Nesta terça-feira, deixou 150 em uma estação de ônibus em Phoenix, apesar de só duas das dez igrejas tiveram recursos para recebê-los.

“Nós, das igrejas, já não temos fundos para atendê-los e a migração continua abandonando os imigrantes a sua sorte, nas redondezas do terminal de ônibus”, manifestou o pastor.

Camacho, que disse que se reunirá esta semana com o ICE, agência federal que só tem “capacidade para ter 250 pessoas em Phoenix”, solicitará que sejam designados recursos federais para socorrer estes imigrantes, em sua maioria centro-americanos.

“Gastamos uma média de 50 a 55 dólares por pessoa, e a muitos temos que dar ‘cash’ (efetivo), porque fazem viagens de até três dias em ônibus com suas famílias e precisam comer no caminho”, explicou.

Esta ajuda provém de doações, mas o pastor explicou que não há dinheiro suficiente “que possa sustentar grupos de 100 pessoas diárias por cinco meses”.

“A situação é crítica”, afirmou Magdalena Schwartz, diretora da Aliança de Líderes Religiosos do Vale, que tem um abrigo para imigrantes.

Ressaltou que não recebem recursos oficiais e que organizações que, sim, contam com estes fundos federais ou estatais, ajudam com roupa, calçado e alimentos.

“Mas, se é necessário deixar uma família em um hotel, é preciso pagar, se lhes é dado dinheiro para uma viagem de três dias (para junto de familiares e amigos), lamentamos que essas pessoas partam apenas com uma bolsa com pão, bolachas e maçãs”, comentou.
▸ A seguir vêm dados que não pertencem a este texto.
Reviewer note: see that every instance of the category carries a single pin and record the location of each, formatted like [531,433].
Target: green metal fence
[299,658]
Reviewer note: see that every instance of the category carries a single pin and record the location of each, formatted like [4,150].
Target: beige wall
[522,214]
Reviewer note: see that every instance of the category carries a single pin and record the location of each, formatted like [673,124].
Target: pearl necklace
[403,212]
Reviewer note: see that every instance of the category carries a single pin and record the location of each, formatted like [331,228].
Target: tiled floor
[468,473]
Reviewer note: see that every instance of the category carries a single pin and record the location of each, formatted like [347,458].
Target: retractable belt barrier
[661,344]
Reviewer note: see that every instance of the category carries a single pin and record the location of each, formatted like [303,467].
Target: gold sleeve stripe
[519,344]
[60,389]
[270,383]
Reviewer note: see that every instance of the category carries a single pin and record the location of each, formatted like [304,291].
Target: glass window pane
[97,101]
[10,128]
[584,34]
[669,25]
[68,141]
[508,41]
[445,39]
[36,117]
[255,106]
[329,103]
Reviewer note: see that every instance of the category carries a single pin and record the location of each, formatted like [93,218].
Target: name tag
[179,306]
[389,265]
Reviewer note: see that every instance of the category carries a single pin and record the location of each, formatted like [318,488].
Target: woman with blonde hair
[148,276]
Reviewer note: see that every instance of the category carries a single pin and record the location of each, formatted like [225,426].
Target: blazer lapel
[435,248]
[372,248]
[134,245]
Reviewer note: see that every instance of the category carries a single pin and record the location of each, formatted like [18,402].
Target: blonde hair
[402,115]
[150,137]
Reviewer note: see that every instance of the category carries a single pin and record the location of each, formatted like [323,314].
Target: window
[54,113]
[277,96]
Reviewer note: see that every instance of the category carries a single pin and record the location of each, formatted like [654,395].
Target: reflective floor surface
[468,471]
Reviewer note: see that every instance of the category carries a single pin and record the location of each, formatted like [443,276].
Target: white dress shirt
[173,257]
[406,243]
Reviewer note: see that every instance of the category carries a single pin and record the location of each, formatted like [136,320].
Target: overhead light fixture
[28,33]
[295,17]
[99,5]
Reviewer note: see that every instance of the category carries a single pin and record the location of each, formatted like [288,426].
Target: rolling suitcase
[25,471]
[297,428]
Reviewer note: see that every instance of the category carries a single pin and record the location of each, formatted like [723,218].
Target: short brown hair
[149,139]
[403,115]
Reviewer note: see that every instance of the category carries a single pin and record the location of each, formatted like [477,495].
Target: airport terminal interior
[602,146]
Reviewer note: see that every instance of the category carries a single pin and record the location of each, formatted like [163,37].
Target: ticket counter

Esclareceu que o que as igrejas e refúgios necessitam é dinheiro em efetivo, e lamentou que as doações diminuíram devido aos recentes protestos dos ativistas que apoiam as políticas migratórias do presidente Donald Trump, conhecidos como “AZ Patriots”.

“Eles estão informados quando libertam os imigrantes, chegam nos ônibus e começam a gritar lemas, em seguida, baixam os vídeos nas redes sociais. Em razão dessa propaganda, perdemos muitas doações”, afirmou.

Mencionou que a Monte Vista Baptist Church reduziu a acolhida a imigrantes em 40%, pois não conseguem sustentar a estadia das famílias.

“Gostaríamos de continuar ajudando muito mais, há mais de cinco meses recebemos mais de 40.000 pessoas e necessitamos de recursos”, destacou.

Os imigrantes costumam ser deixados ao relento nas estações de ônibus, de onde são retirados, caso não possuam passagens, com ameaças de chamar a Polícia.

Por sua parte, Elizabeth Torres, que colabora na First Church UCC, disse que as igrejas já não conseguem sustentar tanto fluxo de pessoas exclusivamente com doações.

Destacou que alguns restaurantes doam almoços e jantares, outros lhes levam lanches, mas a ajuda é insuficiente diante do fluxo contínuo de imigrantes.